Вообще, быть прототипом канторовских персонажей вовсе не обязательно означает попасть в ад; иногда это всего лишь чистилище. Публицист-западник Борис Кузин здесь и смешон, и жалок, и трогателен, и симпатичен. Обижаться ли, например, публицисту Максиму Соколову на Бориса Кузина – или радоваться, что его взяли в финал, вместе с еще одиннадцатью бродячими собаками? Последняя фраза, опять же, не означает, что под именем Бориса Кузина в романе выведен Максим Соколов.

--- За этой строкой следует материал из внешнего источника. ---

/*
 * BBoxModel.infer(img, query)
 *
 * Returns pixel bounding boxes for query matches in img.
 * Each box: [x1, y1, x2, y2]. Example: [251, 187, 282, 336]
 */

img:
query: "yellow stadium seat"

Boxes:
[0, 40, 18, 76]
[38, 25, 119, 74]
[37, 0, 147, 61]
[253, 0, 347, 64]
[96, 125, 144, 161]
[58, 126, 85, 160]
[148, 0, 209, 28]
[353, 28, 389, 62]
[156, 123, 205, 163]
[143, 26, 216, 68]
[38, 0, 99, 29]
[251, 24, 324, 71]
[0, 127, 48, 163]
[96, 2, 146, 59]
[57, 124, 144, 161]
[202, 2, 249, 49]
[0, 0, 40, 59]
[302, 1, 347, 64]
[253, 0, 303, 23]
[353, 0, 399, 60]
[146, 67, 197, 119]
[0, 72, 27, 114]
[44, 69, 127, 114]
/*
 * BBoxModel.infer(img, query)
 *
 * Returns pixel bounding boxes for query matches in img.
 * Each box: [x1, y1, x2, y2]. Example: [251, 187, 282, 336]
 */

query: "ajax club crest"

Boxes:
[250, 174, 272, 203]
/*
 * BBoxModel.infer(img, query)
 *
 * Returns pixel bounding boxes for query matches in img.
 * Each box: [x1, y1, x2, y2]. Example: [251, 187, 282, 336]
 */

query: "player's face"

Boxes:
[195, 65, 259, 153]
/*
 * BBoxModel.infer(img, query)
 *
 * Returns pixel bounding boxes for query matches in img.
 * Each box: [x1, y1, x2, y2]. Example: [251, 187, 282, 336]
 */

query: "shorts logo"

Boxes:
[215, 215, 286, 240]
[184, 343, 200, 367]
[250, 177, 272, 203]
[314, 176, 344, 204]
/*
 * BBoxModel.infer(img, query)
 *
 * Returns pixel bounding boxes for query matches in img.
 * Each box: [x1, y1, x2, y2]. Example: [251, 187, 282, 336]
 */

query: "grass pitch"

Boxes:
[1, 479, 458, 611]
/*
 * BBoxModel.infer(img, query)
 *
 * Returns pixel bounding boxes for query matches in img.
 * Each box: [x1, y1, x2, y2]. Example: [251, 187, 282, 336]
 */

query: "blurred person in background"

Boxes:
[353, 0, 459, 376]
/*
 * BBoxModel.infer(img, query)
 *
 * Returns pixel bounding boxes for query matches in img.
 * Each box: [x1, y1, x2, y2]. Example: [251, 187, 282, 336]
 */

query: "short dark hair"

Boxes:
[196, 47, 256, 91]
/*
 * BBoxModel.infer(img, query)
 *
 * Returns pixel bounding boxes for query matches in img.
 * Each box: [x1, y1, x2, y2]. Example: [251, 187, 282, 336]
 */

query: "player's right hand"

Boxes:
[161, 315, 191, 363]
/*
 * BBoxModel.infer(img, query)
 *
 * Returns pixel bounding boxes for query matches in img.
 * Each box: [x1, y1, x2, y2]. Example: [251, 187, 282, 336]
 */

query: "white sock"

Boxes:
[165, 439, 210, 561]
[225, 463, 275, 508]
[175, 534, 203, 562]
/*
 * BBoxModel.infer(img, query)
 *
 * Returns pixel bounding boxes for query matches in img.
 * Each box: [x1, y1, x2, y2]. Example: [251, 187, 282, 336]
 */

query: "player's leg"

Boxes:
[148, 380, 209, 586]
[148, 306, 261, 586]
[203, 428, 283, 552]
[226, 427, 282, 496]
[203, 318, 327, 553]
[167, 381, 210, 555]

Выведен не сам М. Ю. Соколов, а тип интеллигента, с ним ассоциирующийся. Не исключено, что М. Ю. Соколов, в системе ценностей М. К. Кантора, принадлежит к этому типу – но не более того.
Итак, «Учебник рисования» – это не «роман с ключом». (Хотя, по правде сказать, невозможность соотнести некоторых персонажей с конкретным лицом вызывает некоторое беспокойство – ну раз уж все остальные так или иначе соотносятся. По-видимому, читатель, имеющий представление по крайней мере о круге возможных прототипов, обладает некоторым преимуществом относительно совсем несведущего читателя.)
Есть ли вообще смысл в «расшифровке» имен канторовских персонажей, стоит ли, в самом деле, соотносить их с конкретными прототипами, даже если их фамилии кажутся созвучными? Ответ «нет», и прежде всего потому, что попробуйте оглянуться – и вы обнаружите тех же Снустиковых-Гарбо и Ефремов Балабосов практически в любой сфере общества, даже и бесконечно далекой от тех, где устраивает свои публичные порки Кантор.